Any advice on how to cope? My darkcloth (and me) very nearly flew away.

Thanks and good wishes.........

-- Stephen Vaughan (stephen@vaughanphotos.freeserve.co.uk), February 22, 2002

Answers

Get a Brightscreen or Beattie intenscreen and do away with the dark cloth... just a thought that works for me.

-- Scott Walton (walton@ll.mit.edu), February 22, 2002.

Use an umprella sideways to block the wind and time of exposure.

-- Andy Biggs (abiggs@tvmcapital.com), February 22, 2002.

High winds are a problem here in Colorado. Very sturdy tripods are a necessity. I am reminded what Ansel Adams told me over dinner in Honolulu, in 1956....on the subject of tripods. He said the ideal tripod..."is a cubic yard of concrete with a 1/4" X #20 bolt sticking out of the top". With regard to setting up an umbrella to shield the winds, I am reminded that you might want to have an assistant hold on to it.... as he yells,..."Toto..this must be Kansas"! (:-)

-- Richard Boulware (boulware-den@att.net), February 22, 2002.

Andy,

How does an umbrella block time of exposure?

-- Jeffrey Scott (jscott@datavoice.net), February 22, 2002.


Ha ha ha. It blocks the wind! Won't help you with length of exposure. Maybe a larger aperture will! he he he.

Seriously, my umbrella is a necessity here in the San Francisco bay area. Wind wind wind. My umbrella blocks the wind at the time of exposure, so my bellows doesn't get a chance to act like a sail. And to keep my tripod on the ground, I have been using a Gitzo 1228 with a center column. Not the greatest, but i bought it for my 35mm gear a while back. Saving for a Ries. Anyway, I hang my backpack or Domke satchel on the hook on the column to keep it anchored.

Hope this helps.

-- Andy Biggs (abiggs@tvmcapital.com), February 22, 2002.

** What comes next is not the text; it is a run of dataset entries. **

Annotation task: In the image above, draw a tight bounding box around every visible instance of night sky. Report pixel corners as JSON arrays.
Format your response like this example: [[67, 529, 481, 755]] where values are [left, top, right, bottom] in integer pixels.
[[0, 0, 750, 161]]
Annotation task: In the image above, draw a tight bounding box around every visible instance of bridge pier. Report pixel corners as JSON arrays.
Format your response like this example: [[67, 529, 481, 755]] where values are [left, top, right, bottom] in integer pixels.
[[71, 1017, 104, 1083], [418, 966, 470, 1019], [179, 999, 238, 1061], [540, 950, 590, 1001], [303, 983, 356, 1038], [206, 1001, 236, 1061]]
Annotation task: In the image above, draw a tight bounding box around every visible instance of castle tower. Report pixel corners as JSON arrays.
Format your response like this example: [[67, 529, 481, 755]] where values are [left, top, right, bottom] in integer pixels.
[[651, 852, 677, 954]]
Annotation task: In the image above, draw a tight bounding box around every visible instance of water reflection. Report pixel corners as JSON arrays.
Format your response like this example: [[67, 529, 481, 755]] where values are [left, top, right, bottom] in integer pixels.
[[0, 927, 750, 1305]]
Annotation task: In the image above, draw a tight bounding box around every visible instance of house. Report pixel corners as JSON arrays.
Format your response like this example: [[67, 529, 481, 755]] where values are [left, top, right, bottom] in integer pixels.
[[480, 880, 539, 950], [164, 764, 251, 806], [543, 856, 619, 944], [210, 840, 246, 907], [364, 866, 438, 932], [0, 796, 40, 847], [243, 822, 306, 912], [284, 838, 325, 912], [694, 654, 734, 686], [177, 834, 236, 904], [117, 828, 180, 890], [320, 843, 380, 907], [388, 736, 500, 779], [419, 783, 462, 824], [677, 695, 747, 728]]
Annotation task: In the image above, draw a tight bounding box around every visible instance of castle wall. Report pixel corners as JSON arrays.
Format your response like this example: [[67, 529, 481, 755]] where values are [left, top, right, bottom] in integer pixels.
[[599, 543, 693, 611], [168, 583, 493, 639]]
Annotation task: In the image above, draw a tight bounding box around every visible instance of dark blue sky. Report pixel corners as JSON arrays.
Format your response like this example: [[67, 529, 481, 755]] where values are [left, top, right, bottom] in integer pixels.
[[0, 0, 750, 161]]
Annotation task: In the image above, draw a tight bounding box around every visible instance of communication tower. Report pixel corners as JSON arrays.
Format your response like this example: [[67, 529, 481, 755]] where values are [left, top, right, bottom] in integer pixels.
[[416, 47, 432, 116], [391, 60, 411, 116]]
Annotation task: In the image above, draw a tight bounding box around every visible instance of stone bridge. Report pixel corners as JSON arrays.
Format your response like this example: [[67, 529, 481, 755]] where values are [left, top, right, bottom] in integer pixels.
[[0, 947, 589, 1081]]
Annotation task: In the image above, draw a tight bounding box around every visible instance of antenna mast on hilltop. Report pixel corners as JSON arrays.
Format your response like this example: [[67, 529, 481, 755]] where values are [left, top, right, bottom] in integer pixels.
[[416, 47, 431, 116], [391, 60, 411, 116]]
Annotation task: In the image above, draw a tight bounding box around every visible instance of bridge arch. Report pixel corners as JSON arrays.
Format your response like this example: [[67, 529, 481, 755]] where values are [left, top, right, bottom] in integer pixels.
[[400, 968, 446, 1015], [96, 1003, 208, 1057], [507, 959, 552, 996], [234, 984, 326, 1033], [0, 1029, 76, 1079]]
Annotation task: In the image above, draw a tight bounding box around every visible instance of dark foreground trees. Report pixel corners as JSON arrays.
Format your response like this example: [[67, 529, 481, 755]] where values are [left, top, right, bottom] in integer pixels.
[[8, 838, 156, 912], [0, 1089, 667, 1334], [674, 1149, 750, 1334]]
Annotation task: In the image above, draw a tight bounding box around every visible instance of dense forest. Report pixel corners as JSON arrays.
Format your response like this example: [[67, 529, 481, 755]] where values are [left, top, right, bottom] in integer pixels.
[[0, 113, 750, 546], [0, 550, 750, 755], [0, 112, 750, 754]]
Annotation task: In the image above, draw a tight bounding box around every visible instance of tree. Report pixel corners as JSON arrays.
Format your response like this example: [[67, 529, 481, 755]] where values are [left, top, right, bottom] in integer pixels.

At the moment of writing this, the wind outside in the night is yawling with some forty knots and the snow is flying horizontal. The forecast predicts that same weather continues. Despite this, I'm not gonna leave my 8x10 at home tomorrow. I have a van car with a slide door, and I'm making a lot of my photography from inside this car. When I want to take a picture, I mark the place exactly, and try to get the car in the right position so I can have the camera used from inside. May sound funny, but in many, many cases this works surprisingly well. More than half of all pictures on my pages in www.itameri.net/janeerala are taken from inside a car. And I'm sure you can't tell which one these are. And of course, this works well in rainy or very cold weather too. But you have to enjoy merely urban scenes, though I've been doing this in the tundra and the windy shores around the Northern Ice Sea. Jan

-- Jan (jan.eerala@itameri.net), February 22, 2002.

Jan, do you have some sort of stabilizing struts on your van that can be extended into contact with the ground (like those found on lifting cranes) to keep it from rocking in the wind?

-- Sal Santamaura (santamaura@earthlink.net), February 22, 2002.

Sometimes in heavy weather, I have to stabilize the car with knocking a piece of timber under the lee side. Mostly I'm having one of the tripod legs outside the car, this gives more spatial room for composition.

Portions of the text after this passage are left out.